Bejammernswert zu hören ist es aber, daß der Jugenderziehung diese öden Sittlichkeitsmaximen eingeimpft werden sollen. Herr von Gizycki hat die schärfsten Worte über den pädagogisch verwerflichen Einfluß der rein konfessionellen Erziehung gesprochen. Darüber wird kaum ein modern Denkender mit ihm streiten. Aber was die Konfessionen mit ihren Moralprinzipien machen, das will die «ethische Gesellschaft» mit den allgemein-menschlichen nachahmen. Dort und hier wird aber nichts erreicht als die Ertötung des Individuums und die Unterjochung des Lebens durch unlebendige, starre Gesetze. An die Stelle der Pfaffen der Religionen sollen die Pfaffen der allgemein-menschlichen Moral treten. Mit diesen aber ist es sogar noch übler bestellt als mit jenen. Die konfessionellen Sittenlehren sind die Ergebnisse bestimmter Weltanschauungen, die doch einmal den berechtigten Kulturinhalt der Menschheit ausmachen; die allgemeinmenschliche Sittenlehre ist eine Summe von Gemeinplätzen; es sind aus allen möglichen sittlichen Anschauungen zusammengeholte Fetzen, die nicht von dem Hintergrunde einer großen Zeitanschauung sich abheben. Wer dergleichen für lebensfähig oder gar für geeignet hält, den ethischen Gehalt unserer Kultur zu reformieren, der stellt damit seiner psychologischen Einsicht ein schlechtes Zeugnis aus.
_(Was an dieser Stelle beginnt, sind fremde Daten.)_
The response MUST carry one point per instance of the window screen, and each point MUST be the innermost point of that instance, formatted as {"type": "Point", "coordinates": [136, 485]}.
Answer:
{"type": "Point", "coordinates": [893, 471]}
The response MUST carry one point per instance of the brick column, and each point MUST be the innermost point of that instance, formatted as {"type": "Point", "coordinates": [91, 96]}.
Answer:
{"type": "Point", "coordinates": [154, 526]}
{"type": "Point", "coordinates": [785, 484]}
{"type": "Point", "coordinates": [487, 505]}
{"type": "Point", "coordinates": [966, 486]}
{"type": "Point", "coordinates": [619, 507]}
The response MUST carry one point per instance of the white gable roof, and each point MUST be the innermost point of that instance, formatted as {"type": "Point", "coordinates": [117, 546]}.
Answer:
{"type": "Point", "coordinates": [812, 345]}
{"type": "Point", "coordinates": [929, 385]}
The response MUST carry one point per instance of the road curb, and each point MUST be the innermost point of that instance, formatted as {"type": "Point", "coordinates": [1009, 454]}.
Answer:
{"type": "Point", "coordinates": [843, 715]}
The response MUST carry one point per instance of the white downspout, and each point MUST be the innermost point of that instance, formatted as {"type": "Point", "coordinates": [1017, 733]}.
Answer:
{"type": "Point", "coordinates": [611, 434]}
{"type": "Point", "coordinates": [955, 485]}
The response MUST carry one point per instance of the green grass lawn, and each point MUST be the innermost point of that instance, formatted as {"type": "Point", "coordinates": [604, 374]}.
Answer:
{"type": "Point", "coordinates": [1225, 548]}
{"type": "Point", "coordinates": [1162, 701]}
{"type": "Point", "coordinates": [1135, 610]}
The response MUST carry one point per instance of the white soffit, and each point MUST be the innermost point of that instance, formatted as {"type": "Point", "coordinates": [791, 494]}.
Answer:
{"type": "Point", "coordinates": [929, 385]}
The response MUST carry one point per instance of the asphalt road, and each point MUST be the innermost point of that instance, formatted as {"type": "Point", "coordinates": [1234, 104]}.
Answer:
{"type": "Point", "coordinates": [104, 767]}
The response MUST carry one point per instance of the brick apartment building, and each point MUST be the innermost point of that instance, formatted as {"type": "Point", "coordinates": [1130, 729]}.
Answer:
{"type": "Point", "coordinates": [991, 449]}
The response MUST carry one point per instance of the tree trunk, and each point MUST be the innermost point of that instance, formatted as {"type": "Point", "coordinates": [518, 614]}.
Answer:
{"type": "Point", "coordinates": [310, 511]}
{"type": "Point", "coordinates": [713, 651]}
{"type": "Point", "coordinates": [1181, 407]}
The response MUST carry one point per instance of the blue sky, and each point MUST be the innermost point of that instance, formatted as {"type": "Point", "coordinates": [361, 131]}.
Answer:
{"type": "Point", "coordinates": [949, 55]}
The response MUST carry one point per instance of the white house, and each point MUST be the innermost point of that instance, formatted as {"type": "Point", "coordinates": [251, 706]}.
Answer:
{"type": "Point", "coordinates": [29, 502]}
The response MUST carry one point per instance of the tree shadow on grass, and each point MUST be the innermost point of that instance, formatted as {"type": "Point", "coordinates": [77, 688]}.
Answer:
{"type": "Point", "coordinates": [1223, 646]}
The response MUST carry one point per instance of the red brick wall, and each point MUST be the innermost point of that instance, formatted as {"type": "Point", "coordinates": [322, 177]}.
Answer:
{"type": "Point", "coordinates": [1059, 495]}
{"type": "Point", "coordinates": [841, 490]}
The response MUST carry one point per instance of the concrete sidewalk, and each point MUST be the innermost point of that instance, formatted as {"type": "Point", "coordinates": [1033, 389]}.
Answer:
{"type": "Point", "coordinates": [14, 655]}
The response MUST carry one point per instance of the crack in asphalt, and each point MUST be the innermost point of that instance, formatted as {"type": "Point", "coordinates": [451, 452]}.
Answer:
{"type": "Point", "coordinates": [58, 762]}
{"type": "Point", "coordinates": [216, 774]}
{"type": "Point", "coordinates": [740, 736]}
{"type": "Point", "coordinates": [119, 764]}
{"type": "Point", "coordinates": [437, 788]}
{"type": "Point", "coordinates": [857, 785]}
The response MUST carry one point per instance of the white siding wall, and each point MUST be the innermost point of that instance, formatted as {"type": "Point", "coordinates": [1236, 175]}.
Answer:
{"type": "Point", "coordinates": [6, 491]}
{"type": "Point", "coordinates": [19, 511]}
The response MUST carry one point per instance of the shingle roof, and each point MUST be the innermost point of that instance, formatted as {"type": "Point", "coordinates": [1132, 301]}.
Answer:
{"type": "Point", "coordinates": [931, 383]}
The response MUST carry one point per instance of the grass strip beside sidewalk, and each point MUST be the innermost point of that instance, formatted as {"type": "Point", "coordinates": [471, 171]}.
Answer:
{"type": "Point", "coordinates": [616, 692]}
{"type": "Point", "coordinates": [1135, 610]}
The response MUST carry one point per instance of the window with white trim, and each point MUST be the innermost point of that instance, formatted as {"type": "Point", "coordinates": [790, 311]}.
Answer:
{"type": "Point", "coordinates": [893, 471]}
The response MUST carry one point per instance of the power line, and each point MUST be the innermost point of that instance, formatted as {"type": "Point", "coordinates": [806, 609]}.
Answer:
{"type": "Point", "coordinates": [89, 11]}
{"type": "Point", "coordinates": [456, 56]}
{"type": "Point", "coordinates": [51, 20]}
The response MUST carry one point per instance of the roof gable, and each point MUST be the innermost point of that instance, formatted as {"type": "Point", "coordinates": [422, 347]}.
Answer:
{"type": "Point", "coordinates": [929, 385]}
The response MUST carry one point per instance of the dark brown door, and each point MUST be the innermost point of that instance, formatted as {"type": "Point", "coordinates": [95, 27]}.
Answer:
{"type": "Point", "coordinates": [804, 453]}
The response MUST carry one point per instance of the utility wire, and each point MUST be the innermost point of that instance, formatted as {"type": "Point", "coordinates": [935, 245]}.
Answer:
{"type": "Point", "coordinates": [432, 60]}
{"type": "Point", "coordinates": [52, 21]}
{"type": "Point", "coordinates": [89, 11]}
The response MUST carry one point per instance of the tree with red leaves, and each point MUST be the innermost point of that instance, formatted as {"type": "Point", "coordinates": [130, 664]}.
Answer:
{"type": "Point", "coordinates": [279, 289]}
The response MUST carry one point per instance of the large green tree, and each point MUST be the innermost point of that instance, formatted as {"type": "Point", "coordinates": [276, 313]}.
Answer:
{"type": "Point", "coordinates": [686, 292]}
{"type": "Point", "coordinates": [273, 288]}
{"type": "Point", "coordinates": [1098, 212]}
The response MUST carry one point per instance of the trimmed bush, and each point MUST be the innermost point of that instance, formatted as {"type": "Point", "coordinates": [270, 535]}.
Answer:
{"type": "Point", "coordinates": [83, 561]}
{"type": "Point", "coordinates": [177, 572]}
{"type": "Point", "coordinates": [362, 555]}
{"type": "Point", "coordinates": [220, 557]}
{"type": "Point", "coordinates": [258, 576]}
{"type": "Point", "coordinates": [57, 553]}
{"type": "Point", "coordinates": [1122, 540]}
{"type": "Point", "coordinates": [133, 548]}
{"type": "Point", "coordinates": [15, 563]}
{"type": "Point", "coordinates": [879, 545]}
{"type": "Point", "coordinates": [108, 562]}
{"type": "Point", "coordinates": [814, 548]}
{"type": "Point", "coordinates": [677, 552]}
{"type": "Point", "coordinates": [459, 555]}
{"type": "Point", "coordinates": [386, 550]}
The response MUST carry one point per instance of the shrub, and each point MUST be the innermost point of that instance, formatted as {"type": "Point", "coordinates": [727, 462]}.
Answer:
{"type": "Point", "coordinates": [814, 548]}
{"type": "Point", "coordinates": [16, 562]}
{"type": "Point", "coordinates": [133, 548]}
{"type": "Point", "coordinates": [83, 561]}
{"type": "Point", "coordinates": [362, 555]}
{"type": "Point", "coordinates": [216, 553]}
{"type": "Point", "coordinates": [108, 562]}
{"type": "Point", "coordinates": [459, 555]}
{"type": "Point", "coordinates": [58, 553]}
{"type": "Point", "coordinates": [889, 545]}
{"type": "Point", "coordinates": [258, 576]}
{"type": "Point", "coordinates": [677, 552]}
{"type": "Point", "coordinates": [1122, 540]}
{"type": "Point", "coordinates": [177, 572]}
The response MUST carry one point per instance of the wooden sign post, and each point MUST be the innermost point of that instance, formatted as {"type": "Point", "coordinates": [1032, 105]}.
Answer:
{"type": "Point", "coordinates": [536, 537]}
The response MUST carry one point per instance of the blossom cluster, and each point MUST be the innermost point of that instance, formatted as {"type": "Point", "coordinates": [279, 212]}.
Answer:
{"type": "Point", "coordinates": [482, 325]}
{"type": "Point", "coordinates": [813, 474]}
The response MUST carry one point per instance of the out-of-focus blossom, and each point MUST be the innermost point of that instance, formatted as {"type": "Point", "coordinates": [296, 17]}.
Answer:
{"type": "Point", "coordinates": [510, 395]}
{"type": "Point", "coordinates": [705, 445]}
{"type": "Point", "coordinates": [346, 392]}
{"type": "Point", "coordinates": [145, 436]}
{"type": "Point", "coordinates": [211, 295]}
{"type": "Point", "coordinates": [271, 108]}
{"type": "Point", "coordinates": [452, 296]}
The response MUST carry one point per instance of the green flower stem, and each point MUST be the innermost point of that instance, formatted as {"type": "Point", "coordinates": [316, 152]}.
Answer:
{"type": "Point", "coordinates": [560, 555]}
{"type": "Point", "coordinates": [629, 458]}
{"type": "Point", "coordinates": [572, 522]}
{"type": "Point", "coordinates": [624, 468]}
Wir stehen vor einer Neugestaltung unserer ganzen Weltanschauung. Alle Schmerzen, die ein mit den höchsten Fragen ringendes Geschlecht durchzumachen hat, lasten auf uns. Wir empfinden die Qualen des Fragens; das Glück der Lösung des großen Rätsels soll uns ein Messias bringen, den wir täglich erwarten. Unsere Leidenszeit wird vielleicht lang sein, denn wir sind anspruchsvoll geworden; und wir werden uns nicht so bald abspeisen lassen. So viel aber ist gewiß: was er uns auch verkünden wird, der Reformator: mit der neuen Erkenntnis wird auch die neue Moral kommen. Dann werden wir auch wissen, wie wir uns das neue Leben einzurichten haben. Den Gebildeten jetzt alte Kulturüberbleibsel als ewiges sittliches Gut der Menschheit hinzustellen, heißt sie abstumpfen für die Empfindung der Gärungserscheinungen der Zeit, und sie ungeeignet machen für die Mitarbeit an den Aufgaben der nächsten Zukunft.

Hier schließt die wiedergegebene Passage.